Joseph Myers [Fri, 11 Feb 2022 23:16:33 +0000 (23:16 +0000)]
i18n: fix exgettext handling of C++ sources
The move of source files to .cc names broke most message extraction by
exgettext because it processed .c files with --language=GCC-source but
didn't process .cc files that way. Fix to process files identified as
C++ that way as well.
Tested with "make gcc.pot".
* exgettext: Also process C++ sources with --language=GCC-source.
Ian Lance Taylor [Fri, 11 Feb 2022 22:53:56 +0000 (14:53 -0800)]
libgo: update to Go1.18beta2
gotools/
* Makefile.am (go_cmd_cgo_files): Add ast_go118.go
(check-go-tool): Copy golang.org/x/tools directories.
* Makefile.in: Regenerate.
Reviewed-on: https://go-review.googlesource.com/c/gofrontend/+/384695
Jonathan Wakely [Thu, 10 Feb 2022 17:34:58 +0000 (17:34 +0000)]
libstdc++: Fix FAIL: 20_util/temporary_buffer.cc for C++14
The std::get_temporary_buffer function is deprecated since C++17, but
the test was expecting a warning for C++14 as well.
libstdc++-v3/ChangeLog:
* testsuite/20_util/temporary_buffer.cc: Fix dg-warning target
selector.
Jonathan Wakely [Fri, 11 Feb 2022 21:17:05 +0000 (21:17 +0000)]

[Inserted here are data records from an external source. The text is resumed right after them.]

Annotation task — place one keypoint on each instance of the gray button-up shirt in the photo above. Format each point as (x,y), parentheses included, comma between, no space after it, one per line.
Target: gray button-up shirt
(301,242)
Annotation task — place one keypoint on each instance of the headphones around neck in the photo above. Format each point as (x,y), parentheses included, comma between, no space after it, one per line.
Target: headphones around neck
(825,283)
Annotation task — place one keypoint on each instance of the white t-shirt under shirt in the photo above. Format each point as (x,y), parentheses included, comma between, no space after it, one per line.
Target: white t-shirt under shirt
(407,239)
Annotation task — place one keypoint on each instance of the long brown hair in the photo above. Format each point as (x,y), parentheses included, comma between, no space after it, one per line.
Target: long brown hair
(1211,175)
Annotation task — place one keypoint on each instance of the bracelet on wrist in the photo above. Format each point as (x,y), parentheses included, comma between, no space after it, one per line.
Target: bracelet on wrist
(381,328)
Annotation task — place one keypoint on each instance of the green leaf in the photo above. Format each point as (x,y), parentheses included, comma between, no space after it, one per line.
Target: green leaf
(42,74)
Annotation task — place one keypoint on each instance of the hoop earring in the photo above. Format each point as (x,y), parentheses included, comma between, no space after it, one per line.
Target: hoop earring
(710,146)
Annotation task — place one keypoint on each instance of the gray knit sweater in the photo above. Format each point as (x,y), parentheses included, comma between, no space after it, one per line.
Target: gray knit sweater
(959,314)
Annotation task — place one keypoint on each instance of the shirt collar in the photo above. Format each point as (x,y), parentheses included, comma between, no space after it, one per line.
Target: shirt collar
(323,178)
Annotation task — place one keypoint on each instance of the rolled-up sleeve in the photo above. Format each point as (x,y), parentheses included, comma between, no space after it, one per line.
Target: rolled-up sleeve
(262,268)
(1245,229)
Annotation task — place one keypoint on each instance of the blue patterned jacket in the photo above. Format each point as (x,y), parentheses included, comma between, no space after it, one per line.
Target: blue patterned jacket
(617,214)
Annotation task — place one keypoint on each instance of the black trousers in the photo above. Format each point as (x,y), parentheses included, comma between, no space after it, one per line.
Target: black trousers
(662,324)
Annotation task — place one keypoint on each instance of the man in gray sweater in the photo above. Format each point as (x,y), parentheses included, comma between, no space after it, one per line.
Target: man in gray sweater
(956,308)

libstdc++: Fix test failures at -O0
libstdc++-v3/ChangeLog:
* testsuite/20_util/monotonic_buffer_resource/allocate.cc:
Ignore -Walloc-larger-than warning.
* testsuite/20_util/unsynchronized_pool_resource/allocate.cc:
Likewise.
* testsuite/29_atomics/atomic/cons/user_pod.cc: Compile with -O1
to avoid linker error for __atomic_is_lock_free.
Jakub Jelinek [Fri, 11 Feb 2022 19:27:23 +0000 (20:27 +0100)]
match.pd: Fix up (X & Y) CMP 0 -> X CMP2 ~Y simplifications [PR104499]
The following testcase ICEs on x86_64-linux, because match.pd emits
there a NOP_EXPR cast from int*8 vector type with BLKmode to
unsigned*8 vector type with BLKmode and vec-lowering isn't prepared
to handle such casts.
Fixed by using VIEW_CONVERT_EXPR instead.
2022-02-11 Jakub Jelinek <jakub@redhat.com>
PR tree-optimization/104499
* match.pd ((X & Y) CMP 0 -> X CMP2 ~Y): Use view_convert instead
of convert.
* gcc.c-torture/compile/pr104499.c: New test.
Jakub Jelinek [Fri, 11 Feb 2022 18:47:14 +0000 (19:47 +0100)]
middle-end: Small __builtin_clear_padding improvements
When looking at __builtin_clear_padding today, I've noticed that
it is quite wasteful to extend the original user one argument to 3,
2 is enough. We need to encode the original type of the first argument
because pointer conversions are useless in GIMPLE, and we need to record
a boolean whether it is for -ftrivial-auto-var-init=* or not.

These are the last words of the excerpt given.